Et l’officier jeta alors, comme un cri de désespoir – ou, plutôt, de suprême espoir – ces mots incantatoires.
« Foutez-moi une Vierge là-haut, sur la montagne : elle se chargera de jeter le choléra à la mer ! »
Une telle injonction ne pouvait rester sans écho dans la ville martyre. Dès le 1er novembre, est organisée une procession vers la montagne de Murdjadjo. Derrière la statue de Notre Dame du Salut portée par des marins et suivie du Vicaire Général et du Général Pélissier entouré de son état major, des milliers d’Oranais parcourent les quartiers de la ville avant de parvenir au sommet, devant le fort construit au XVIIIe siècle sur ordre du gouverneur espagnol, le marquis de Santa Cruz. La foule s’agenouille et prie. Mais le ciel demeure obstinément bleu et silencieux. Dans la chaleur suffocante, on redescend vers la ville, abattu, désespéré….

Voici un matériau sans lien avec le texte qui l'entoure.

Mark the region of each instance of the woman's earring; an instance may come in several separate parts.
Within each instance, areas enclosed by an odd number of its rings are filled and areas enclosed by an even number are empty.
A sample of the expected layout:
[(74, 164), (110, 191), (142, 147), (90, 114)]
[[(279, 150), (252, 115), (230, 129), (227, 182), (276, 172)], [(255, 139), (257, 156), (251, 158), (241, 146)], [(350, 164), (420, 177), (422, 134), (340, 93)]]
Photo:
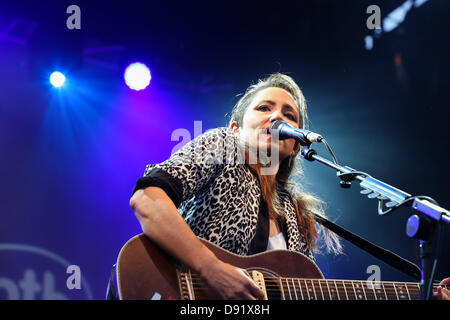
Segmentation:
[(288, 167), (290, 168), (292, 166), (292, 159), (294, 158), (294, 152), (291, 152), (289, 154), (289, 162), (288, 162)]

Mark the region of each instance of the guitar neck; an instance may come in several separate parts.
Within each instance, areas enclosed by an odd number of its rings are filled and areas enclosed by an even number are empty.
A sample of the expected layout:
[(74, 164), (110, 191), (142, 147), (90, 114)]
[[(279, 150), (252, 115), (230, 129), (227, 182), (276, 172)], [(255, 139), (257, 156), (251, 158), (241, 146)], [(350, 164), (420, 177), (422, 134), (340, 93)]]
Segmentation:
[(419, 283), (280, 278), (286, 300), (418, 300)]

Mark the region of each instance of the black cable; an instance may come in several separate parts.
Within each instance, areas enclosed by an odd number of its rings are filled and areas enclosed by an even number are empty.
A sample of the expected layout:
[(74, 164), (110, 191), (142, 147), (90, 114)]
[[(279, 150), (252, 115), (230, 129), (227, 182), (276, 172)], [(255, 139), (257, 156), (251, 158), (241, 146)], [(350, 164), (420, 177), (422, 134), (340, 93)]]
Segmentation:
[(439, 204), (437, 203), (436, 200), (434, 200), (433, 198), (430, 198), (430, 197), (428, 197), (428, 196), (412, 196), (412, 197), (406, 198), (404, 201), (402, 201), (402, 202), (399, 203), (398, 205), (396, 205), (396, 206), (394, 206), (394, 207), (392, 207), (392, 208), (389, 208), (389, 209), (386, 210), (386, 211), (383, 211), (383, 210), (382, 210), (382, 206), (383, 206), (382, 203), (383, 203), (383, 200), (380, 200), (380, 205), (378, 206), (378, 214), (379, 214), (379, 215), (385, 215), (386, 213), (389, 213), (389, 212), (393, 211), (394, 209), (398, 209), (398, 208), (400, 208), (400, 207), (403, 207), (403, 206), (409, 204), (410, 202), (414, 202), (414, 200), (416, 200), (416, 199), (419, 199), (419, 200), (428, 200), (428, 201), (430, 201), (431, 203), (433, 203), (433, 204), (435, 204), (435, 205), (437, 205), (437, 206), (439, 205)]
[(437, 269), (437, 264), (438, 264), (438, 257), (439, 257), (439, 249), (440, 249), (440, 244), (441, 244), (441, 239), (442, 239), (442, 224), (441, 223), (437, 223), (436, 226), (437, 230), (436, 230), (436, 239), (435, 239), (435, 243), (434, 243), (434, 250), (433, 250), (433, 267), (431, 269), (431, 273), (430, 273), (430, 285), (428, 288), (426, 288), (426, 297), (429, 300), (432, 297), (432, 292), (433, 292), (433, 279), (434, 279), (434, 275), (436, 273), (436, 269)]
[(334, 155), (333, 150), (331, 150), (331, 147), (330, 147), (330, 145), (328, 144), (327, 140), (325, 140), (325, 139), (322, 138), (321, 142), (323, 142), (323, 143), (325, 144), (325, 146), (327, 147), (328, 152), (330, 152), (331, 156), (333, 157), (334, 163), (337, 164), (337, 165), (339, 165), (339, 164), (338, 164), (338, 161), (337, 161), (337, 159), (336, 159), (336, 156)]

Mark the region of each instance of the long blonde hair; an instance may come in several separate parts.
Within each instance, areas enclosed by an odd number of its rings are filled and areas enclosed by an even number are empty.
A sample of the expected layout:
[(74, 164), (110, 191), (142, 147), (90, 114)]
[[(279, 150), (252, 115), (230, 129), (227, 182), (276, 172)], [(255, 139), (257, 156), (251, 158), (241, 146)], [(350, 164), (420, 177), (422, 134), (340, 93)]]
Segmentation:
[[(270, 87), (281, 88), (291, 94), (300, 112), (299, 128), (306, 129), (308, 127), (306, 99), (295, 81), (290, 76), (281, 73), (271, 74), (267, 78), (249, 86), (233, 107), (229, 125), (231, 126), (234, 122), (238, 127), (241, 127), (244, 114), (256, 93)], [(274, 219), (283, 219), (277, 191), (288, 191), (293, 199), (300, 232), (303, 233), (308, 248), (311, 251), (320, 252), (320, 248), (324, 246), (327, 252), (342, 253), (342, 245), (337, 235), (317, 225), (315, 221), (315, 215), (326, 217), (325, 202), (302, 187), (303, 169), (301, 162), (297, 158), (296, 155), (291, 154), (290, 157), (284, 159), (280, 163), (275, 180), (270, 179), (267, 175), (261, 175), (258, 164), (249, 165), (259, 177), (261, 192), (264, 200), (267, 202), (269, 215)], [(324, 245), (318, 245), (319, 239), (324, 240)]]

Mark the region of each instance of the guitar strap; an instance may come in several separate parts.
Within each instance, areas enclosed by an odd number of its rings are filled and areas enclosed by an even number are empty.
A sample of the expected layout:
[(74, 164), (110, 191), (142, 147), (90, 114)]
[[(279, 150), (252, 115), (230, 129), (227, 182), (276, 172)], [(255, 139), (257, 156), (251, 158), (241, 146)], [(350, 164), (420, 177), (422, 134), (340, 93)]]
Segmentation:
[(406, 273), (407, 275), (417, 279), (420, 281), (421, 279), (421, 270), (420, 268), (415, 265), (414, 263), (403, 259), (399, 255), (383, 249), (370, 241), (367, 241), (364, 238), (361, 238), (360, 236), (342, 228), (341, 226), (335, 224), (334, 222), (331, 222), (330, 220), (315, 215), (315, 219), (318, 223), (320, 223), (325, 228), (329, 229), (330, 231), (336, 233), (338, 236), (344, 238), (345, 240), (353, 243), (358, 248), (368, 252), (372, 256), (374, 256), (377, 259), (380, 259), (390, 266), (400, 270), (403, 273)]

Cependant, au bout de quelques minutes de cheminement sur le sentier étroit et rocailleux, des nuages gris se forment en mer et s’avancent très vite vers la côte. Miracle ! La foule retombe à genoux. Et la pluie tombe ! Ses gouttes se mêlent aux larmes de joie des assistants.
Quelques jours plus tard, l’air et la terre étant purifiés, l’épidémie était enrayée et Oran sauvée de la prolongation d’un désastre qui avait déjà fait près de 5 000 morts.